Thursday, January 15, 2015
The first item on my list of what’s in and what’s out for 2015 was about the glorification of being busy being OUT and doing nothing being IN this year. Doing nothing… Does it sound lazy…? Or, perhaps decadent? What exactly does it mean to do nothing? As a self-proclaimed type-A personality who has natural tendencies to constantly be doing something, anything really, I honestly did not know what it meant to do nothing. I had many preconceived notions about “doing nothing” (words like slacker, lazy, unmotivated, and unproductive come to mind, to name a few). Yet, this is a behavior I have gradually allowed into my space as I’ve started to give up the glorification of being busy and that concept of having a constant need to be doing something for the sake of well, busyness. I wanted to let this go and start adding more space in my days, space for nothingness. Why? Because nothingness IS decadent (to me) and decadence is good. I’ve discovered that doing nothing also allows us to take more inspired actions instead of taking actions for the purpose of being busy.
My husband would look at me like I had three heads when I would say, “I don’t know how to do nothing.” Of course he couldn’t help me figure it out because doing nothing means something different for each of us and yet the idea is the same.
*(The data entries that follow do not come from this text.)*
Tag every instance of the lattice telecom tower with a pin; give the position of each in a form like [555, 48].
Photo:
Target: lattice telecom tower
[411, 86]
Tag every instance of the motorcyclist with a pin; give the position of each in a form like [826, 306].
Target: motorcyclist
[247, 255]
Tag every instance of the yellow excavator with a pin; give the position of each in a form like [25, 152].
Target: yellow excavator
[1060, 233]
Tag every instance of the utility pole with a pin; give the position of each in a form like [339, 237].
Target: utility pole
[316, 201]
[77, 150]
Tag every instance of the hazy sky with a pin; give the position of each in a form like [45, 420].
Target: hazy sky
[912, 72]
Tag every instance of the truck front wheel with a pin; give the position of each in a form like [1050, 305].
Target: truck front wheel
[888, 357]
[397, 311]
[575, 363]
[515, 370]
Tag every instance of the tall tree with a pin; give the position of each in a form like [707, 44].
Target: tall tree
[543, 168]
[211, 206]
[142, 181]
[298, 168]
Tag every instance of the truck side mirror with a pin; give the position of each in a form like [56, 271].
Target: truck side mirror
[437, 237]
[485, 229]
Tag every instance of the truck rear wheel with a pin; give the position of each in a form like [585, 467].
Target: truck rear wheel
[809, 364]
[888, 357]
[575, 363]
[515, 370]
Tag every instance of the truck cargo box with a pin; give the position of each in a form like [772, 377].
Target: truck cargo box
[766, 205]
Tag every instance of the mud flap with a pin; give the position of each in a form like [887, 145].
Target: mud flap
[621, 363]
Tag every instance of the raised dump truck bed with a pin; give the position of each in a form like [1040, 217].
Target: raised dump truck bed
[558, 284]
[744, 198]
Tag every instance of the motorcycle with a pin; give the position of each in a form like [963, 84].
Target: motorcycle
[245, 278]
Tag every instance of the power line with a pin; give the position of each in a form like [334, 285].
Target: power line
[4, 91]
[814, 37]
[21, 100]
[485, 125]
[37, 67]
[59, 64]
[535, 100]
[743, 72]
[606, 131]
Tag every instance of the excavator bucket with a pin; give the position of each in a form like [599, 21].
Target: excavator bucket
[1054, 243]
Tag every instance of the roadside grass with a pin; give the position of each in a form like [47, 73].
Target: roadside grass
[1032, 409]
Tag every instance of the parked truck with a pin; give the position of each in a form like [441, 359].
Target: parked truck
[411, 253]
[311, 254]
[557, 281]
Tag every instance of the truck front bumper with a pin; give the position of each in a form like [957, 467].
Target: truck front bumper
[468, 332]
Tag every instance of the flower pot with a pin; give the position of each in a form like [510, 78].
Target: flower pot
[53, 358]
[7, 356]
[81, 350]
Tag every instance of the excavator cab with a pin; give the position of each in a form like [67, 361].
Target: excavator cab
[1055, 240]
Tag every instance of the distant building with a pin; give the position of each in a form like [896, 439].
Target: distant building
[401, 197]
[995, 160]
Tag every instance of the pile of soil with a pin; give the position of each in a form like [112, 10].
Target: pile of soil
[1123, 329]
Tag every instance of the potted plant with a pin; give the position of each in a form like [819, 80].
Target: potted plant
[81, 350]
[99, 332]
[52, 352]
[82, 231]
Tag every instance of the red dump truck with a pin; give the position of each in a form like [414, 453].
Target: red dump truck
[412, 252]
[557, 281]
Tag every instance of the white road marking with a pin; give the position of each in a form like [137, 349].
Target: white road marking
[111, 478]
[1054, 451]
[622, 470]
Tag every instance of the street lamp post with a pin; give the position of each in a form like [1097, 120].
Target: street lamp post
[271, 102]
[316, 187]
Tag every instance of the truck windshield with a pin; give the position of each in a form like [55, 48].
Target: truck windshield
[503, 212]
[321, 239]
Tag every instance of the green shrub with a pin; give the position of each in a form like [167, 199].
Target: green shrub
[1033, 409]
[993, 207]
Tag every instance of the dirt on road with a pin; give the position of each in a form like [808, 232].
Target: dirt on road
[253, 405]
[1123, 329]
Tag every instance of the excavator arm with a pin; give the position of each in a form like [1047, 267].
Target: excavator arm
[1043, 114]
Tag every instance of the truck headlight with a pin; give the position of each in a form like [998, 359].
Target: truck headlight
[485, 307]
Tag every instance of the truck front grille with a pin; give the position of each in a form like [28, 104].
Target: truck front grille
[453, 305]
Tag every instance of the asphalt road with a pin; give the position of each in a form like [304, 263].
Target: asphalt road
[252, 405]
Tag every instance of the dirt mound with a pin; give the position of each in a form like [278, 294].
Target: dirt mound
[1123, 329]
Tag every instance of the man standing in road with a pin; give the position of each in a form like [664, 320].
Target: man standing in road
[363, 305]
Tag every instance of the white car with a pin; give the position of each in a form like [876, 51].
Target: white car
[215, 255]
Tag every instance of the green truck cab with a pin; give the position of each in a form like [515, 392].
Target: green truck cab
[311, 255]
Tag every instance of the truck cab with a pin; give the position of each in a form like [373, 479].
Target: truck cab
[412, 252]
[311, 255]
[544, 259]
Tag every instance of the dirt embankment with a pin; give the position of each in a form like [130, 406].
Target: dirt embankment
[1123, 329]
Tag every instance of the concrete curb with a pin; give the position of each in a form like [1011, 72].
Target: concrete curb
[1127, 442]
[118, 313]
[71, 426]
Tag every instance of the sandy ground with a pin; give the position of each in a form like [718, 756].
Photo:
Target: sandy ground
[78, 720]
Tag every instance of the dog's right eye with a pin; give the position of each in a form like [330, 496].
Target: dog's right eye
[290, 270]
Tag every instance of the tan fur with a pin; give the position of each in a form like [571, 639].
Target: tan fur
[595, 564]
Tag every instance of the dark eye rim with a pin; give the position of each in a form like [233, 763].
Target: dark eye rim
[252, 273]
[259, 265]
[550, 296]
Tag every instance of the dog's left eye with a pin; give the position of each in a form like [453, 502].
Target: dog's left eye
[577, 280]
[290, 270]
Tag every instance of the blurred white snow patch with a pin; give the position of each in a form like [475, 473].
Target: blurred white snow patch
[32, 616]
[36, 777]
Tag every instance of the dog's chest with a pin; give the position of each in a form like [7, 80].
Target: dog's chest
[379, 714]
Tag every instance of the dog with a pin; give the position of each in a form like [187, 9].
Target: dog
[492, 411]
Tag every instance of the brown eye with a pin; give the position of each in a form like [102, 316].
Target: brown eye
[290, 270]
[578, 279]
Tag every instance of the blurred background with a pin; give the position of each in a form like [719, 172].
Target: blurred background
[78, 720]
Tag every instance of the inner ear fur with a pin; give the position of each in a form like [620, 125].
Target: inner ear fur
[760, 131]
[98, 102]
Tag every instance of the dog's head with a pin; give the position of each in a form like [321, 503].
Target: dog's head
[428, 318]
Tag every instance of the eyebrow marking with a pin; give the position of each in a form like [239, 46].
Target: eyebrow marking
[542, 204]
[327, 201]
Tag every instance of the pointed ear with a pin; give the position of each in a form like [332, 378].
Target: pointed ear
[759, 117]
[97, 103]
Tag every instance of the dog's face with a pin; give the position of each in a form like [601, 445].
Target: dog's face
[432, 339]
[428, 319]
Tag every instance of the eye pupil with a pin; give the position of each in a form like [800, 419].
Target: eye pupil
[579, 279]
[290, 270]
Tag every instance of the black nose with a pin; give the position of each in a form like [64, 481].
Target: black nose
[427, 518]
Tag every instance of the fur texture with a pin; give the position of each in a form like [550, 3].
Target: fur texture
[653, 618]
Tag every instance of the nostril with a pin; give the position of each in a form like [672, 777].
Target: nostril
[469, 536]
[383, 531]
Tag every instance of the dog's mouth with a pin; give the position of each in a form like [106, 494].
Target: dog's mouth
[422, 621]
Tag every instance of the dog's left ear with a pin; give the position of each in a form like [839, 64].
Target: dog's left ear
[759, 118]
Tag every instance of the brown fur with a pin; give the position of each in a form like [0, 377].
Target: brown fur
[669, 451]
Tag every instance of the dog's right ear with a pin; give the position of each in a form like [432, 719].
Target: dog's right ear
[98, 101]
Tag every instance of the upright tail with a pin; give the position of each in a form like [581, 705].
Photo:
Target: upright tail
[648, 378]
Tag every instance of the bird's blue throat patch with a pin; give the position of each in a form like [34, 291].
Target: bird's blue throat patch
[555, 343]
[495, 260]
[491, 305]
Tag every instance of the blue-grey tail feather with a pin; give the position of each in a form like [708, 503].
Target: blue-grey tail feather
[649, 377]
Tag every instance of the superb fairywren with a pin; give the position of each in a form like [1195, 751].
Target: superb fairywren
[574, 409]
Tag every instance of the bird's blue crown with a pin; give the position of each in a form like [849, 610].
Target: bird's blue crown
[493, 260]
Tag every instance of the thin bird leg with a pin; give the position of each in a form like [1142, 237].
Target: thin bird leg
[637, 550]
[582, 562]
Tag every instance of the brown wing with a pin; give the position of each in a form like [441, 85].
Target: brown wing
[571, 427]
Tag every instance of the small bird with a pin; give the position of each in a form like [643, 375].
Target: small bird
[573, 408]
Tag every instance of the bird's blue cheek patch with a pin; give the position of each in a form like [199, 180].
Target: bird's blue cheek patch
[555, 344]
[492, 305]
The premise is to not “do” but simply “be”. For me this was a foreign concept. Unless I was “doing”, I felt like I was wasting my time. Even when my mind and body needed space to simply be, I had a hard time stopping the habitual feelings and chatter in my head that prompted me to take action and be productive. I knew that continually being on the go and constantly being productive was not always beneficial. We need down time to rest, renew, and create space for new ideas to permeate and fresh energy to prompt us to take inspired action.
As I mentioned earlier, I wanted to let go of the need for and glorification of busyness. To do this, I had to train myself to take time to do nothing. This started with me taking small breaks of sitting down by my pond and simply listening to all the sounds, smelling the scents, and watching the water. It was about being still yet not meditative. These small breaks of time turned into larger periods where I would sit at the pond and be present and aware of what was going on around me in nature. This morphed into simply sitting in my library with my cats and dogs petting them. You get the picture. For me, doing nothing meant not being productive, not working on any specific task, not “doing” anything but instead, simply allowing myself to be.
From the place of doing nothing space was created in my mind, heart, and in my life for new ideas and inspired action to arise. Instead of taking action because I felt the need to be busy, the action that that arose from my ‘do nothing’ time was fueled with greater energy and ease. This made the habit of continuing my do-nothing time easier. It created more productive time and not more busy time. And that is what this concept of “do nothing” is really all about; allowing yourself the time and space to renew your body and mind so you can take action from a much more inspired and flowing place. Why not give it a try? Start with 10-minutes a day and see where it takes you. If I can do it (the woman who, 6 months ago, said “I don’t know what it means to do nothing”), certainly anyone can do it.